# Use case: Sentinel-1 ARD on a small area 

Earth Data Hub offers an innovative and super-efficient way to access data.

Here we present how to best access the service in one of the simplest use cases.

## Setup the environment

**If you haven't done it already, follow the [Getting started notebook](./00-getting-started.ipynb) to setup your environment and DestinE credentials.**

## Download 1 year of Sentinel-1 radiometrically corrected images on a small area

Our use case is to compute various statistice of Sentinel-1 radiometrically corrected images over a period of time, e.g. over 1 year or 31 accquisition dates. Note that we will be using the Sentinel-1 ARD datasets over Rome, Italy, acquired with relative orbit 117 and projected in the 33 north UTM zone.

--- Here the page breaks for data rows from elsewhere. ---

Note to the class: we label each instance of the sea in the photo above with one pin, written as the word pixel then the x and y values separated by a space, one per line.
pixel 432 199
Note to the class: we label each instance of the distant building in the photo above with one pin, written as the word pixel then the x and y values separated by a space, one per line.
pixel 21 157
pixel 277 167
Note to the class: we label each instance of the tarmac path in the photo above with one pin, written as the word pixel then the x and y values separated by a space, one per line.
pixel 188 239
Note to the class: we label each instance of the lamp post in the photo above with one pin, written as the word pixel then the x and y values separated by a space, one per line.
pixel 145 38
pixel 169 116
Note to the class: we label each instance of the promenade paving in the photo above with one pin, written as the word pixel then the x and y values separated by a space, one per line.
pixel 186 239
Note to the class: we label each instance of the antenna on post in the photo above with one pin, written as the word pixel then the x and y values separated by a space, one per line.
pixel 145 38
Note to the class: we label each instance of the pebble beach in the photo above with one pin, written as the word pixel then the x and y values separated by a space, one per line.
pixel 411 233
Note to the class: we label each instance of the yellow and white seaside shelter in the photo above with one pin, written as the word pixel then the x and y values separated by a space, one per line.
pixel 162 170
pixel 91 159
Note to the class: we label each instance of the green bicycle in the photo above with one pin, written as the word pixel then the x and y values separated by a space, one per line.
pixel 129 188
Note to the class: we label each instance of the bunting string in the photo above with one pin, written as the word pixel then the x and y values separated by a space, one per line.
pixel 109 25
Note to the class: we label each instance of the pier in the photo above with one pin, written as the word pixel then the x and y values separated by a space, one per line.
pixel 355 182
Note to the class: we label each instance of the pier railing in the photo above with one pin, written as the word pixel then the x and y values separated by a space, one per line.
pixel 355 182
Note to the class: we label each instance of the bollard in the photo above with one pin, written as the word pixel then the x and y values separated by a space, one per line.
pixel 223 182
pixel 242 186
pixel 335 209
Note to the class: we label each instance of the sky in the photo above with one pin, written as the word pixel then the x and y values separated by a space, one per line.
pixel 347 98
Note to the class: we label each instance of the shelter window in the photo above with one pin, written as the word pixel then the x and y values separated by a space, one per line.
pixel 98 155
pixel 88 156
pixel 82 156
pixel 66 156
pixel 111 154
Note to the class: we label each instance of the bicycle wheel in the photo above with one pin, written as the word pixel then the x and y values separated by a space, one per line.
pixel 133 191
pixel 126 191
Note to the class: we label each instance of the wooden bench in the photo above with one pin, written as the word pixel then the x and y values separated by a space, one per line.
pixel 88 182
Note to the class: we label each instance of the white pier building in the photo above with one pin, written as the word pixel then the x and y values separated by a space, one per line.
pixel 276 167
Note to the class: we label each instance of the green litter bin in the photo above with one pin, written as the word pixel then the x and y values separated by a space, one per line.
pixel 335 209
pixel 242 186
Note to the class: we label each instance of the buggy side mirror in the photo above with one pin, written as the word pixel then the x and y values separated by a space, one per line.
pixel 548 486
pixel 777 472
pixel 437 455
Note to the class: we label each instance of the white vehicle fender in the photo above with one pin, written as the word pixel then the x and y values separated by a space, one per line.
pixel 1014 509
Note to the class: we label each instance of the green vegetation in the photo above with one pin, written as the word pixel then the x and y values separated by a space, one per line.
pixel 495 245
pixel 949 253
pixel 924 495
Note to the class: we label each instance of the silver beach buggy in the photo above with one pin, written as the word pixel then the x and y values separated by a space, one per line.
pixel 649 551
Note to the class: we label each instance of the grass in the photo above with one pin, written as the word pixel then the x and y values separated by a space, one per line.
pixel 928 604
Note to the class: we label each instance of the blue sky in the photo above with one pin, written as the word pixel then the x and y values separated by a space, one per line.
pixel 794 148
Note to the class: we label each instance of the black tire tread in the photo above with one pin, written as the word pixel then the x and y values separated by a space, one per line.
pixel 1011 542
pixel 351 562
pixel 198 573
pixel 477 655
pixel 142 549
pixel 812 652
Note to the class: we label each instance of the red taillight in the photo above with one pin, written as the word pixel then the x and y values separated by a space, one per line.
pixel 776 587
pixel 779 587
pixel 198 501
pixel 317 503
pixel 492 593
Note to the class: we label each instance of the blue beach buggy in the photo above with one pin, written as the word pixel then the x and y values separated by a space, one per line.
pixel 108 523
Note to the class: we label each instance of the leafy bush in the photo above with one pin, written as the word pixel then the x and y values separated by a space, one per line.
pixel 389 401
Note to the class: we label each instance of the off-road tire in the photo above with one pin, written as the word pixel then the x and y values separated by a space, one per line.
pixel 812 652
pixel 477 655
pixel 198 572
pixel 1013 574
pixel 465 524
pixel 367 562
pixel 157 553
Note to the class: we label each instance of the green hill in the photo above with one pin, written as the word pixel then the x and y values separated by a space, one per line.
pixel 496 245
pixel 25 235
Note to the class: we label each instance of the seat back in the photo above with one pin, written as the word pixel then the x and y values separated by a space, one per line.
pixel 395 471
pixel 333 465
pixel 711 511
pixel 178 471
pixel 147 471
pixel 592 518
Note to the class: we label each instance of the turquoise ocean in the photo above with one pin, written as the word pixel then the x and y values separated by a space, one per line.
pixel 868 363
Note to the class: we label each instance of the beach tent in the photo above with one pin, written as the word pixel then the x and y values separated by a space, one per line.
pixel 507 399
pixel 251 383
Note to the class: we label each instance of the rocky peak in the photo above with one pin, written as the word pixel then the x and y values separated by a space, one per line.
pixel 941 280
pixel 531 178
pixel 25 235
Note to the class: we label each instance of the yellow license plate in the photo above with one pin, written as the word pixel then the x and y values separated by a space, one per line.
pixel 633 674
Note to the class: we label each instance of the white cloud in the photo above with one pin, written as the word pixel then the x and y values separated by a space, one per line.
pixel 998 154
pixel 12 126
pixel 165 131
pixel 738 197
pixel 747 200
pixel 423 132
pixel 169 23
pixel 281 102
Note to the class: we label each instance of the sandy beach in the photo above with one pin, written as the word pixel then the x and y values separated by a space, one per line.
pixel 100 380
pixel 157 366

The best practice for downloading data form the Earth Data Hub comprise the following steps:
1. open the dataset using the code snippet found on the page [Sentinel-1 ARD for relative orbit 117 on UTM 33N](https://earthdatahub.destine.eu/collections/sentinel-1-ard/datasets/IW-UTM-RO-italy-33N-117)
2. select the variable
3. select the area of interest (optionally alligning it on chunk boundaries)
4. select the time interval of interest
5. download the data to memory (with `.persist()` or `.compute()`)
6. save the data or compute the result in memory

### Open the dataset

The following assumes you set up the EDH Personal Access Token in your _netrc_ file.

In [None]:
import xarray as xr

s1_33n_117 = xr.open_dataset(
    "https://data.earthdatahub.destine.eu/sentinel-1-ard/IW-UTM-RO-italy-v0/Z33N/O117",
    storage_options={"client_kwargs": {"trust_env": True}},
    chunks={},
    engine="zarr",
    decode_coords="all",
)
s1_33n_117

### Select and prepare the variable

Note that all operation are lazy, that is are not applied to the whole 500GB of data, but are just recorded for later use. Download and computations are only done when requested.

In [None]:
nrb_vv_full = s1_33n_117.nrb.sel(polarization="VV")
nrb_vv_full

### Select the area of interest

For example we are interested in the area of Rome.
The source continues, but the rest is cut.